John examines four questions that tell us how we got here.
1. HOW did you get a pathological liar in the White House?
2. WHERE are his lies coming from?
3. WHY do so many people believe him?
4. WHAT can we possibly do about it?
While most of us are wringing our hands as Trump appoints his cabinet, insults allies and gets chummy with murderous dictators, John Oliver and Last Week Tonight are doing something!

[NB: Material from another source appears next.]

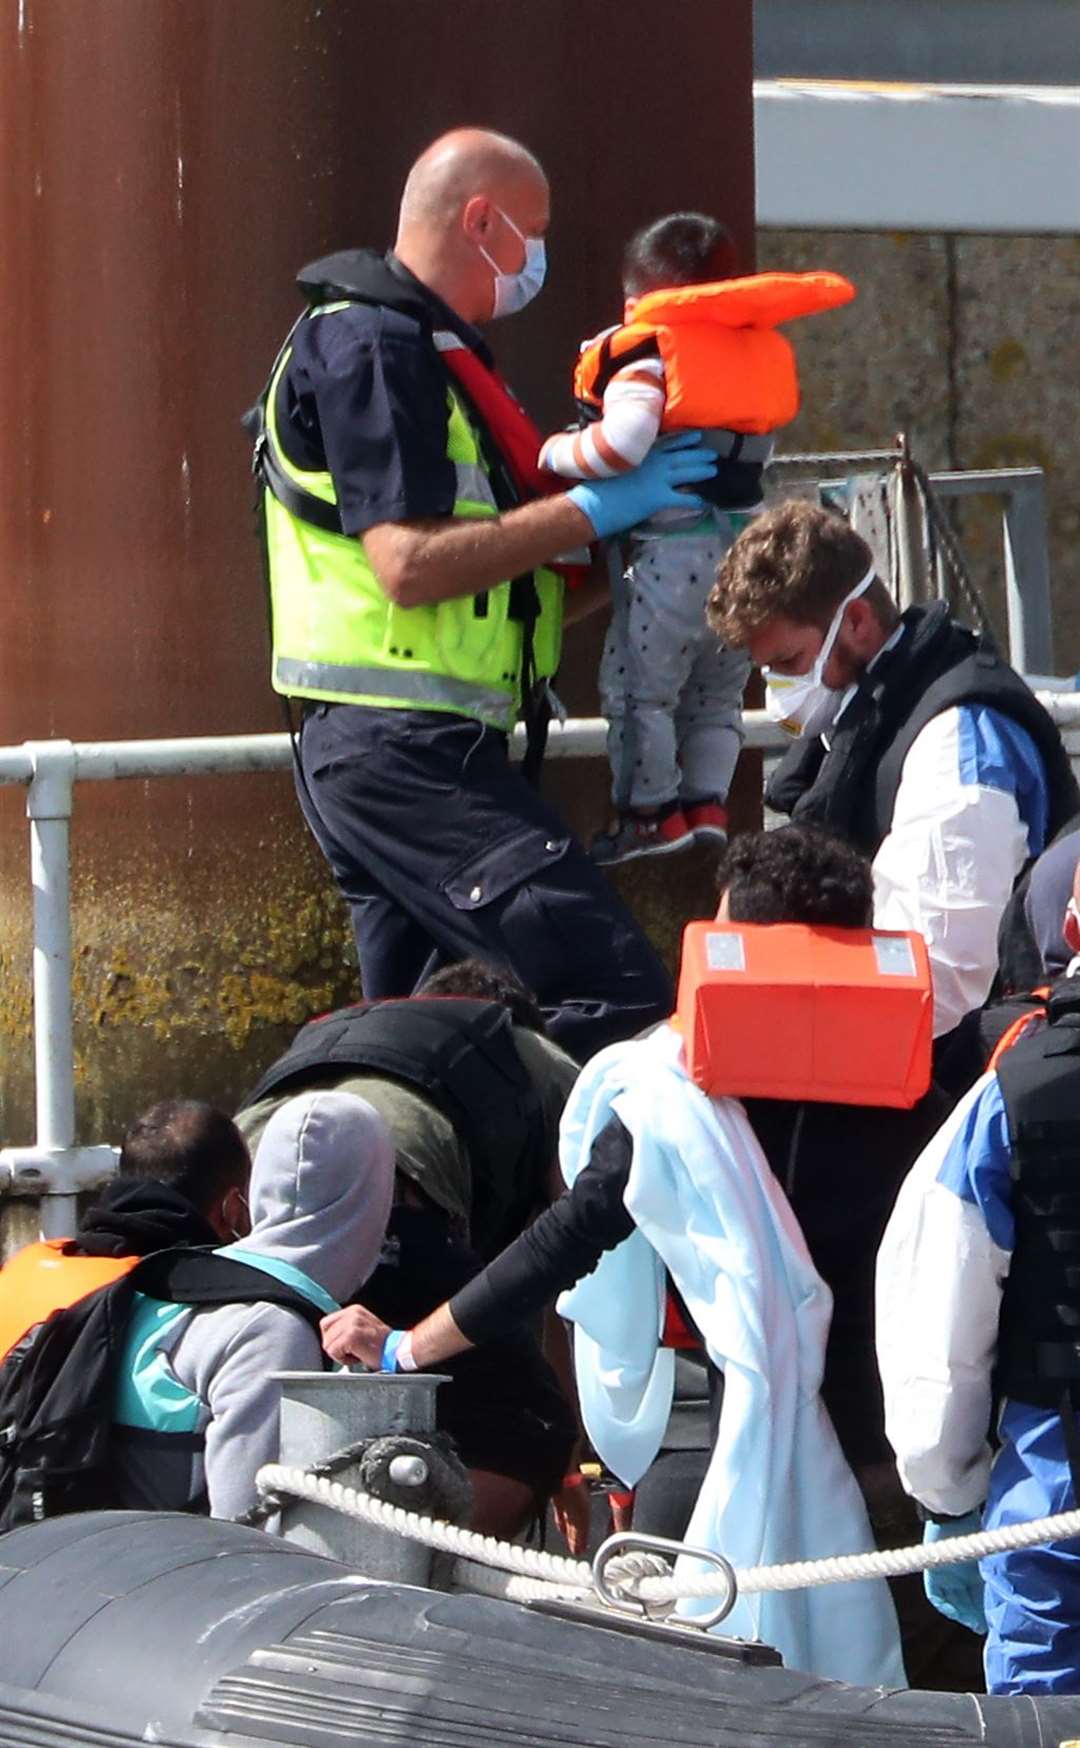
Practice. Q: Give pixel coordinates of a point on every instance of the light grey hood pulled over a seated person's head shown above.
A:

We know that Trump is an inveterate cable TV watcher, so he is obviously more likely to get a message through a TV commercial, than through some boring old security briefing…Am I right? That’s why viewers of MSNBC, CNN and FOX NEWS in the D.C. area will be treated to charming informational commercials geared to The Donald from 8:30-9:00 AM. Oliver promises to run the ads until he is forced to stop. Everyone pray that Trump doesn’t record his programs and skip the ads!
A friendly cowboy The Donald will have already seen will give him 60 second tips. One day he might talk about the nuclear triad or explain global warming versus weather. Another day he might remind Donald about his daughter Tiffany, or talk about the inner cities and who really lives there. As a man of the world, The Donald needs to know which fork to use when, and just maybe (eye roll) the finer points of female anatomy.
Apologies for the length of this one, as there was simply not a good place to break it up.